Wednesday, February 27, 2008

Did Raffles have any plans of chinatown??

Raffles drew up a plan for chinatown, his blueprint was developed from years of first-hand experience in Penang.His instructions to the Singapore Town Planning Committee in 1822 thus stated that houses should have a uniform type of front each having a porch of a certain depth, open to all sides as a continuous and open passage on each side of the street. This probably led to the five-foot way which the shophouses in Chinatown are famous for. Some researchers have reflected that the shophouse was a fusion of the narrow-fronted houses that are a familiar sight in Amsterdam with the ones of Southern China, especially in Guangzhou and Fujian.

Wednesday, February 13, 2008

Exploring Chinatown

At Telok Ayer Street, it was hard to believe that this magnificent place was once a historical site. This street was once occupied by the hokkiens.

Raffles separated the early Chinese immigrants according to provinces of origin and also by what the British perceived to be different classes. Thus Hokkiens occupied Telok Ayer Street, China Street and Chulia Street; Teochew-speaking Chinese occupied Circular Road, Boat Quay and South Bridge Road; and the Cantonese occupied mainly Kreta Ayer, Upper Cross Street, New Bridge Road, Bukit Pasoh and parts of South Bridge Road. This arrangement contributes to the reason why today, one may encounter a different speaking dialect group in each different part of Chinatown.

How did chinatown come about?

It all started during the 19th century when Sir Stamford Raffles concieved Chinatown. He was not satisfied with the way that the settlement around the Singapore River and Boat Quay had developed. The Singapore River and Boat Quay was very different if you were to compare the past and the present. Most of the immigrants that were living in Chinatown were from China at that time.

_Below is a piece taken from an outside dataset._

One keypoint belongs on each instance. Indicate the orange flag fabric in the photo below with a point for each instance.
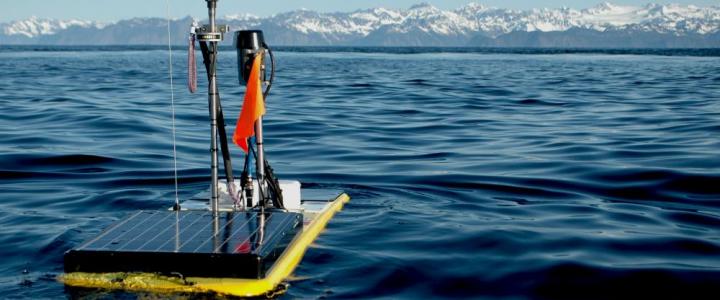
(253, 107)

Our Singapore's history-filled Chinatown

As you wander through the streets of Chinatown on a sunny day, one will be amazed at how innocently blended in greater contrast is an old pre-war shophouse that is standing side by side to a renovated one. These sights of the old and renewed houses appearing in random as one goes down the streets, only serves to remind us of the past and our present efforts to preserve it.